Jl. Lapangan Banteng Timur No.2-4, Jakarta Pusat
   134      Login Pegawai
Artikel KPKNL Jayapura
Perlindungan Hukum bagi Pembeli Lelang Barang Rampasan yang Masih Terikat Hak Tanggungan

Perlindungan Hukum bagi Pembeli Lelang Barang Rampasan yang Masih Terikat Hak Tanggungan

Julia Efrat Mahulette
Senin, 18 Mei 2026 |   45 kali

Lelang eksekusi barang rampasan merupakan salah satu jenis lelang yang penting dalam sistem hukum Indonesia. Dalam konteks hukum pidana, lelang eksekusi barang rampasan menjadi bagian dari law enforcement atas perkara pidana. Dalam suatu perkara pidana yang telah berkekuatan hukum tetap, negara berwenang merampas barang-barang tertentu dari terpidana. Barang-barang tersebut dapat berupa harta hasil tindak pidana maupun barang yang digunakan untuk melakukan tindak pidana. Melalui proses lelang, negara akan memperoleh penerimaan negara bukan pajak. Dalam tindak pidana tertentu yang merugikan negara (misalnya korupsi), lelang eksekusi barang rampasan juga dimaksudkan untuk mempercepat pengembalian kerugian negara.

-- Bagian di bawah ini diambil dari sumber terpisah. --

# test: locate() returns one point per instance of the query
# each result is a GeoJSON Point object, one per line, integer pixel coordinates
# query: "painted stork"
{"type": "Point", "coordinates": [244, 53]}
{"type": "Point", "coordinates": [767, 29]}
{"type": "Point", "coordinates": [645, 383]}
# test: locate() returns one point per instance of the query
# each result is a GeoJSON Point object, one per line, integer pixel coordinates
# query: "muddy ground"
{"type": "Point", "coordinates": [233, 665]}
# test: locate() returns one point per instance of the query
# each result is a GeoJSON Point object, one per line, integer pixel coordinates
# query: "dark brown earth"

Dalam praktik yang penulis amati, terdapat potensi permasalahan pada lelang barang rampasan, yaitu apabila objek barang rampasan masih terikat hak tanggungan. Sebagaimana diketahui bahwa hak tanggungan umumnya berasal dari perjanjian kredit antara perbankan/lembaga keuangan dengan debitor. Jika objek lelang barang rampasan yang masih terikat hak tanggungan tersebut terjual, pihak yang menjadi pemenang lelang kemungkinan akan mengalami kesulitan untuk memiliki objek lelang tersebut secara penuh. Pembeli akan mengalami kesulitan dalam proses balik nama sehingga merasa tidak mendapat perlindungan hukum.

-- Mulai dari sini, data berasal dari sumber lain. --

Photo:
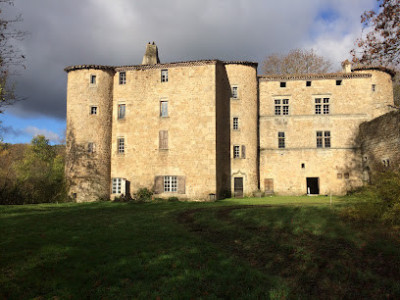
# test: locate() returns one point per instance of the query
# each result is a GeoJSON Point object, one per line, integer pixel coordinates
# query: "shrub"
{"type": "Point", "coordinates": [143, 195]}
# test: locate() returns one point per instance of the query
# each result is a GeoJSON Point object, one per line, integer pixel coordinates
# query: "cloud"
{"type": "Point", "coordinates": [31, 131]}
{"type": "Point", "coordinates": [64, 33]}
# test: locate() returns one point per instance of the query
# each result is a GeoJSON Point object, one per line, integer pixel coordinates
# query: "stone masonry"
{"type": "Point", "coordinates": [209, 129]}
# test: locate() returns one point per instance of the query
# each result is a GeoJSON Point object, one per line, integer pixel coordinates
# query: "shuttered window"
{"type": "Point", "coordinates": [163, 139]}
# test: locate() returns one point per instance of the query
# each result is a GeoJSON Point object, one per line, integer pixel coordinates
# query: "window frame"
{"type": "Point", "coordinates": [121, 145]}
{"type": "Point", "coordinates": [281, 140]}
{"type": "Point", "coordinates": [93, 80]}
{"type": "Point", "coordinates": [164, 75]}
{"type": "Point", "coordinates": [120, 115]}
{"type": "Point", "coordinates": [235, 92]}
{"type": "Point", "coordinates": [93, 110]}
{"type": "Point", "coordinates": [170, 184]}
{"type": "Point", "coordinates": [235, 123]}
{"type": "Point", "coordinates": [162, 115]}
{"type": "Point", "coordinates": [122, 77]}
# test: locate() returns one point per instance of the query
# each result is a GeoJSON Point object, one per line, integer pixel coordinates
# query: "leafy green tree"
{"type": "Point", "coordinates": [40, 174]}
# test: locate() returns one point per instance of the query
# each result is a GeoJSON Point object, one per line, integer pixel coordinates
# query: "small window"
{"type": "Point", "coordinates": [122, 77]}
{"type": "Point", "coordinates": [91, 147]}
{"type": "Point", "coordinates": [121, 145]}
{"type": "Point", "coordinates": [235, 123]}
{"type": "Point", "coordinates": [164, 75]}
{"type": "Point", "coordinates": [121, 111]}
{"type": "Point", "coordinates": [170, 184]}
{"type": "Point", "coordinates": [236, 151]}
{"type": "Point", "coordinates": [117, 185]}
{"type": "Point", "coordinates": [323, 139]}
{"type": "Point", "coordinates": [235, 94]}
{"type": "Point", "coordinates": [92, 79]}
{"type": "Point", "coordinates": [163, 139]}
{"type": "Point", "coordinates": [163, 109]}
{"type": "Point", "coordinates": [281, 140]}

Artikel ini berupaya menganalisis lelang barang rampasan berupa barang tidak bergerak berupa Tanah dan atau tanah bangunan yang masih terikat hak tanggungan dan permasalahan yang mungkin terjadi. Analisis akan dilakukan dari perspektif pejabat lelang pada KPKNL selaku pihak yang berperan penting dalam pelaksanaan lelang barang rampasan. 

Tinjauan Yuridis

1. Perlindungan Hukum bagi Pembeli Lelang

Kitab Undang-Undang Hukum Perdata memberikan perlindungan bagi pembeli beritikad baik (Lingga dan Wijaya, 2021). Sesuai dengan Peraturan Menteri Keuangan (PMK) Nomor 122 Tahun 2023 tentang Petunjuk Pelaksanaan Lelang, lelang yang telah dilaksanakan tidak dapat dibatalkan. Lebih lanjut, beberapa yurisprudensi Mahkamah Agung menyatakan bahwa pembeli lelang merupakan pembeli beritikad baik sehingga harus dilindungi oleh undang-undang (Putro dkk, 2016).

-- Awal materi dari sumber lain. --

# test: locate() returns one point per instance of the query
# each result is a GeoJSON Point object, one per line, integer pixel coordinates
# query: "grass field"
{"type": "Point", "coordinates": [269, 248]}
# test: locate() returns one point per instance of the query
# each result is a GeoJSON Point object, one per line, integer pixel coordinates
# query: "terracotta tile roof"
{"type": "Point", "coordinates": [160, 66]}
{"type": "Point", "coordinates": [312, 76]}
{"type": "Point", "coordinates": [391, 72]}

Bentuk perlindungan hukum yang diberikan oleh sistem lelang di Indonesia adalah melalui penerbitan risalah lelang (Sianturi, 2013). Risalah lelang merupakan akta otentik yang sah menurut hukum dan menjadikan pembeli lelang sebagai pemilik baru. Namun demikian, sesuai karakteristik droit de suite, hak tanggungan yang melekat pada objek lelang tidak otomatis terhapus sekalipun telah terjadi peralihan kepemilikan.

2. Lelang Barang Rampasan

Sesuai Pasal 39 Kitab Undang-Undang Hukum Pidana, barang rampasan merupakan barang yang diperoleh dari tindak pidana atau barang yang digunakan untuk melakukan tindak pidana. Selanjutnya, Pasal 46 Kitab Undang-Undang Hukum Acara Pidana mengatur bahwa setelah putusan pengadilan berkekuatan hukum tetap, barang rampasan harus diserahkan kepada negara. Barang rampasan ini dapat dimanfaatkan untuk kepentingan umum oleh pemerintah atau dilelang untuk menghasilkan penerimaan negara.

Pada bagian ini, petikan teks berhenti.